1. Safety – Does the patient ride in a car seat and if so what kind? Does the patient wear a helmet when riding a bike or tricycle? Do you have a swimming pool and if so what safety measure are you taking?

2. Nutrition – What type of diet and appetite does the child have and how are you promoting quality food?

3. Hygiene – Is the patient brushing their teeth? Is the patient toilet trained?

4. Screen Time – Are you controlling screen time and setting limits?

5. School readiness – What is the child’s attention span and pre-school readiness?

By addressing these five target areas, a practitioner can gauge the health and wellness, safety, nutrition, development and even independence of the child (Sullivan, 2012).


Ball, J. W., Dains, J. E., Flynn, J. A., Solomon, B. S., & Stewart, R. W. (2015). Seidel’s guide to physical examination (8th ed.).St. Louis, MO: Elsevier Mosby.

Marks, K. (2013). Early Intervention Assembly: Implementing the ASQ-3 ™ & ASQ-SE in a Medical Home Setting.

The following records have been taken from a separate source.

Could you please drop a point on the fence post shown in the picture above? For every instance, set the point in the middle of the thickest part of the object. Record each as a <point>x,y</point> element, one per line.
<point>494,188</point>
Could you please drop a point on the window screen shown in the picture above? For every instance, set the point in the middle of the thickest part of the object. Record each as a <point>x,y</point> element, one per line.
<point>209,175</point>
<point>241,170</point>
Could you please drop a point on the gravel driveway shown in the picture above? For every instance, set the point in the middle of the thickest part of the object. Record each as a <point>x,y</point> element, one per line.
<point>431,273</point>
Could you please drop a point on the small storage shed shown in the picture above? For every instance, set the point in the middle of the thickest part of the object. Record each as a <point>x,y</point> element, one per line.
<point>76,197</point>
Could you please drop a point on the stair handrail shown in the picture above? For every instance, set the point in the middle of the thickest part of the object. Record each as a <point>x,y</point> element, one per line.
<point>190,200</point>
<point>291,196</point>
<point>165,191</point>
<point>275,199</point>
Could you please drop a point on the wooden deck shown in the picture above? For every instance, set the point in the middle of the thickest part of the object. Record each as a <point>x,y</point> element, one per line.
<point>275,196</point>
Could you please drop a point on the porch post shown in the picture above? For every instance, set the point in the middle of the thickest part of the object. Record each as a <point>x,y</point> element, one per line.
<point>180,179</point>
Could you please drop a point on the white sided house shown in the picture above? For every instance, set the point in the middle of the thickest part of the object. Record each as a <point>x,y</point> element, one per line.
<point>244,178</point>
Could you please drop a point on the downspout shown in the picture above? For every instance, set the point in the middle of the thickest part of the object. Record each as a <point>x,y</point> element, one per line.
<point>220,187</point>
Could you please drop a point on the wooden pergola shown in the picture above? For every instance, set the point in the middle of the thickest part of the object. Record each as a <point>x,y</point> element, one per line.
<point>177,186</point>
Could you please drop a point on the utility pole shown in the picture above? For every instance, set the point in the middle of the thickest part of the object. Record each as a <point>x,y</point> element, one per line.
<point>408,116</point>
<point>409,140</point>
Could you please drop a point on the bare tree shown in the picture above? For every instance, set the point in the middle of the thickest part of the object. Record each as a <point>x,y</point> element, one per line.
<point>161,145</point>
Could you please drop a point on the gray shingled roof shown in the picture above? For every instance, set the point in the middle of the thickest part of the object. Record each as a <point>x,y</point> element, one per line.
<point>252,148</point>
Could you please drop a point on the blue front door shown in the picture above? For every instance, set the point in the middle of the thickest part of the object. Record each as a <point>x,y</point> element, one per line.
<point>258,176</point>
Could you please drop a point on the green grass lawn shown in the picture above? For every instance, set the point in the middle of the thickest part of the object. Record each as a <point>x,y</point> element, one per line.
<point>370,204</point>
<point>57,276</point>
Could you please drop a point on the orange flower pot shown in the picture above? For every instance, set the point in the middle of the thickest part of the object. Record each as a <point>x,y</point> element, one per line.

Retrieved from:
Sullivan, D. D. (2012). Guide to clinical documentation (2nd ed.). Philadelphia, PA: F. A. Davis.

You must proofread your paper. But do not strictly rely on your computer’s spell-checker and grammar-checker; failure to do so indicates a lack of effort on your part and you can expect your grade to suffer accordingly. Papers with numerous misspelled words and grammatical mistakes will be penalized. Read over your paper – in silence and then aloud – before handing it in and make corrections as necessary. Often it is advantageous to have a friend proofread your paper for obvious errors. Handwritten corrections are preferable to uncorrected mistakes.

Use a standard 10 to 12 point (10 to 12 characters per inch) typeface. Smaller or compressed type and papers with small margins or single-spacing are hard to read. It is better to let your essay run over the recommended number of pages than to try to compress it into fewer pages.

Likewise, large type, large margins, large indentations, triple-spacing, increased leading (space between lines), increased kerning (space between letters), and any other such attempts at “padding” to increase the length of a paper are unacceptable, wasteful of trees, and will not fool your professor.

The paper must be neatly formatted, double-spaced with a one-inch margin on the top, bottom, and sides of each page. When submitting hard copy, be sure to use white paper and print out using dark ink. If it is hard to read your essay, it will also be hard to follow your argument.


Get a 10 % discount on an order above $ 50
Use the following coupon code :
Order Now

The post Assessment and Diagnostic Reasoning Discussion appeared first on Savvy Essay Writers.